Serum Uric Acid May Herald Kidney Failure in Type 1 Diabetes

By Michael Smith
BOSTON, March 21 -- For patients with type 1 diabetes, a serum uric acid concentration in the high-normal range may be an early signal of kidney failure, researchers here said.
Such increases can appear before there is any change in urinary albumin excretion rate, according to Elizabeth Rosolowsky, M.D., of the Joslin Diabetes Center, and colleagues.
The findings raise the possibility that manipulating serum uric acids levels might help slow or prevent kidney deterioration in these patients, Dr. Rosolowsky and colleagues said in the May issue of the Clinical Journal of the American Society of Nephrology.
The discovery still needs to be confirmed, she said, but "we have the hope of having a means to thwart the loss of kidney function while function is still in a relatively preserved stage."
Dr. Rosolowsky and colleagues enrolled 675 type 1 Joslin patients, excluding those with frank proteinuria, and divided them according to urinary albumin to creatinine ratio.
The study had 364 patients with normoalbuminuria and 311 patients with microalbuminuria, with an average glomerular filtration rate of 119 and 99 mL/min, respectively.
But mildly or moderately impaired renal function -- defined as less than 90 mL/min -- was seen in 10% of those with normoalbuminuria and 36% of those with microalbuminuria.
Overall, 22% of the study group had impaired renal function, the researchers noted. "Our research showed that loss of kidney function takes place even in the absence of albuminuria in patients with type 1 diabetes," Dr. Rosolowsky said.
The researchers found:
The median urinary albumin excretion rate was lower in those with normoalbuminuria (at 15.0 mcg/min) compared with those with microalbuminuria (at 70.8). The difference was part of the study design.
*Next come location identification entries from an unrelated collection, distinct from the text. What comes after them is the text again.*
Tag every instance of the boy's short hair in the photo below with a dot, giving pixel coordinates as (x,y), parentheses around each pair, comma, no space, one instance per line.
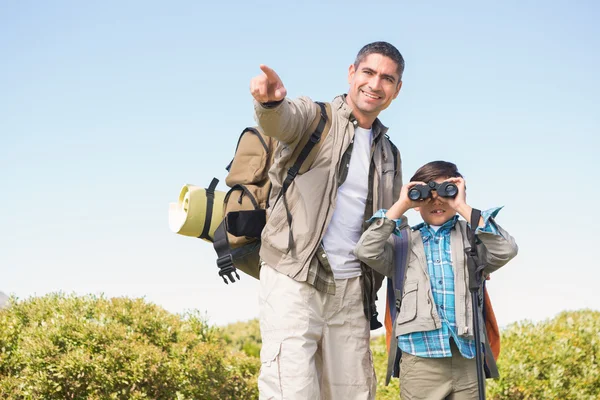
(434,170)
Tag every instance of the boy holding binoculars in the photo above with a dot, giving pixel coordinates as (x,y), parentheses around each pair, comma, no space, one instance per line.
(434,323)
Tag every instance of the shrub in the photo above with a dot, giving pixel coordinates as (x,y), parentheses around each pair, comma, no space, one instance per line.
(555,359)
(67,347)
(244,336)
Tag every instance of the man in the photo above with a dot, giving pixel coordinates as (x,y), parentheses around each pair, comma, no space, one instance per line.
(317,301)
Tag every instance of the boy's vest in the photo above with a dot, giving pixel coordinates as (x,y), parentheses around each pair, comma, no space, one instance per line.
(393,303)
(233,221)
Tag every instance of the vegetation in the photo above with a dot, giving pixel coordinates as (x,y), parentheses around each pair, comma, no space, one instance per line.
(67,347)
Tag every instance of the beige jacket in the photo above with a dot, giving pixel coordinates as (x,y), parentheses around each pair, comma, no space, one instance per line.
(417,311)
(312,195)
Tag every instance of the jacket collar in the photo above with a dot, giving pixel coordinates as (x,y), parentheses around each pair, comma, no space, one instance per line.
(339,103)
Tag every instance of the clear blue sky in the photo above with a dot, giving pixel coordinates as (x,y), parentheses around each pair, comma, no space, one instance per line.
(108,108)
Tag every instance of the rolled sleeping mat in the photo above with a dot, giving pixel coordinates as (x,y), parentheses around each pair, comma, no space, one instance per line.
(198,212)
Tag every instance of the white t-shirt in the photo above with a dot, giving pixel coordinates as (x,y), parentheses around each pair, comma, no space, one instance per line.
(345,227)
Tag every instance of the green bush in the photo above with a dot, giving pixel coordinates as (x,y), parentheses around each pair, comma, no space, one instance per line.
(551,360)
(67,347)
(244,336)
(555,359)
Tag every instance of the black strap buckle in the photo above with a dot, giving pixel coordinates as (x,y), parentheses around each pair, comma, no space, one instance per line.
(226,268)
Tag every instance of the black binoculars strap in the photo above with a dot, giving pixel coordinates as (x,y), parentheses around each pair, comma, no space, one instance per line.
(210,201)
(225,258)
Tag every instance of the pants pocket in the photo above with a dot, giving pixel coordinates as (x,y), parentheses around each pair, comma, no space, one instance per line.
(269,380)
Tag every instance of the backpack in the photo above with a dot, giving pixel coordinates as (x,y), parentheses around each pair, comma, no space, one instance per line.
(233,221)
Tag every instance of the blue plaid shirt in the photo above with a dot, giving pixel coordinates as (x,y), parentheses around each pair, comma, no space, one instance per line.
(436,343)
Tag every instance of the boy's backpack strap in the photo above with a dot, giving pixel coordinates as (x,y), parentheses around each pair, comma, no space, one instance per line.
(314,138)
(394,299)
(210,200)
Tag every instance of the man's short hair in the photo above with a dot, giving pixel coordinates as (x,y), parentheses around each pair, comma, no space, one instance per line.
(434,170)
(385,49)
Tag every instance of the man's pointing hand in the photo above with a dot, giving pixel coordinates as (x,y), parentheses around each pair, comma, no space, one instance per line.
(267,87)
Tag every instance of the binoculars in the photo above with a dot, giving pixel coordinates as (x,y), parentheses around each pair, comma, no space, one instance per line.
(422,192)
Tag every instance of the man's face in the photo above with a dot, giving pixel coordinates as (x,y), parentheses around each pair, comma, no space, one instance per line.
(435,210)
(373,85)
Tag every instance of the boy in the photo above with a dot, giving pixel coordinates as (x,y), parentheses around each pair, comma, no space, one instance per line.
(434,325)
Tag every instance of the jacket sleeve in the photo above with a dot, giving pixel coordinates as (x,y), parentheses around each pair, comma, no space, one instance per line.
(496,249)
(375,247)
(287,121)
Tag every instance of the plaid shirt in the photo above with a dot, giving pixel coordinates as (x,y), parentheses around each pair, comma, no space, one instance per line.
(436,343)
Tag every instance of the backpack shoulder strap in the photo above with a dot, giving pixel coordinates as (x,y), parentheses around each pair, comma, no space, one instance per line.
(314,138)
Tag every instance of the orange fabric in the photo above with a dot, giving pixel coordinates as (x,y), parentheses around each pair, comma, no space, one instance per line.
(491,325)
(388,325)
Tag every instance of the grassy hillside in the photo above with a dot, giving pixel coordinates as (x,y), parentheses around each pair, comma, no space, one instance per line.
(67,347)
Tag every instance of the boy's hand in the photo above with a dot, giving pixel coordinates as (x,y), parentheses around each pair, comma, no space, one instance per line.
(267,87)
(459,203)
(404,203)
The average serum uric acid was higher in those with microalbuminuria, at 5.2 mg/dL versus 4.2. The difference was significant at P<0.0001.
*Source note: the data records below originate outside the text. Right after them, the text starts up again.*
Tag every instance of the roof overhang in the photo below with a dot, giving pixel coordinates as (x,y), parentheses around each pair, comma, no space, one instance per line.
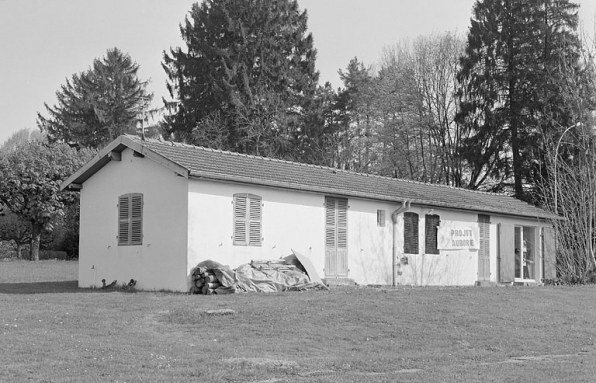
(113,152)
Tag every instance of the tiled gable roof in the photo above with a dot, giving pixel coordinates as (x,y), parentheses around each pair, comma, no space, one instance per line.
(221,165)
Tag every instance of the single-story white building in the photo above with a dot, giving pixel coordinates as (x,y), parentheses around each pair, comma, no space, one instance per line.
(152,210)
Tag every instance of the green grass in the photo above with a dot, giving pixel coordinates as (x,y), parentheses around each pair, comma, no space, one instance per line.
(50,331)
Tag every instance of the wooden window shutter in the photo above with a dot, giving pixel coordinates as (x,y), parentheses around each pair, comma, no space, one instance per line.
(130,219)
(136,219)
(254,218)
(330,225)
(484,230)
(247,220)
(380,218)
(431,231)
(410,233)
(342,223)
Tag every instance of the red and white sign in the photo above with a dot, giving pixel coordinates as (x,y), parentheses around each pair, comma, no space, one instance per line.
(454,235)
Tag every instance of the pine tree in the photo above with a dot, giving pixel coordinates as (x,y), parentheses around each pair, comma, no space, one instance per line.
(246,79)
(514,49)
(98,105)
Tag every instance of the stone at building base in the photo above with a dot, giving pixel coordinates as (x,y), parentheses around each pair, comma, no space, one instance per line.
(339,282)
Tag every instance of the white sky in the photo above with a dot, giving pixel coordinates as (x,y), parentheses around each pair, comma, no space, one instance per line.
(43,42)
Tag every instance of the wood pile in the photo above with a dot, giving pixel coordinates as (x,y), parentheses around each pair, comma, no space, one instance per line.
(205,281)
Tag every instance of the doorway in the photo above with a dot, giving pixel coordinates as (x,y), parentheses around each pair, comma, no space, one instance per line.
(525,253)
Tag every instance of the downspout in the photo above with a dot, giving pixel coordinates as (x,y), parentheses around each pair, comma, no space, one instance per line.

The average glomerular filtration was lower in those with microalbuminuria, at 98.7 mg/min versus 118.8. The difference was significant at P<0.0001.
In a multivariate analysis, Dr. Rosolowsky and colleagues showed that the glomerular filtration rate (GFR) decreased steadily with increasing albumin excretion rate and with increasing serum uric acid.
But the two were independent -- even if there was no increase in albumin excretion, increased serum uric acid implied worsening kidney function, the researchers said.
Dividing subjects into uric acid tertiles (in mg/dL) revealed the following values for adjusted mean GFR (in mL/min):
First, ≤4.0; 117.4
Second 4.1 to 5.2; 108.1
Third, ≥5.3; 97.5
P values for difference between tertiles were <0.0001.
In fact, "the serum concentration of uric acid in these patients varied in a manner consistent with its having played a role in this early loss of kidney function," Dr. Rosolowsky said.
Other studies have suggested that increased serum uric acid levels may play a role in kidney damage, the researchers noted, raising the possibility that modulating uric acid in these patients may prevent kidney disease.
"The serum uric acid concentration is modifiable by drugs or by decreasing the intake of dietary protein, the main source of uric acid," Dr. Rosolowsky said.
She and colleagues are currently conducting follow-up studies to see whether serum uric acid concentration predicts the course of early decline in kidney function.
If those studies pan out, she said, that would justify clinical trials to test whether modifying serum uric acid concentration also modifies the course of renal function decline in type 1 diabetic patients.
The study was supported by the NIH, the Agency for Healthcare Research and Quality and the American Diabetes Association. The researchers reported no conflicts.
Primary source: Clinical Journal of the American Society of NephrologySource reference:Rosolowsky ET, et al "High-normal serum uric acid is associated with impaired glomerular filtration rate in nonproteinuric patients with type 1 diabetes" Clin J Am Soc Nephrol 2008; 3: DOI: 10.2215/CJN.04271007.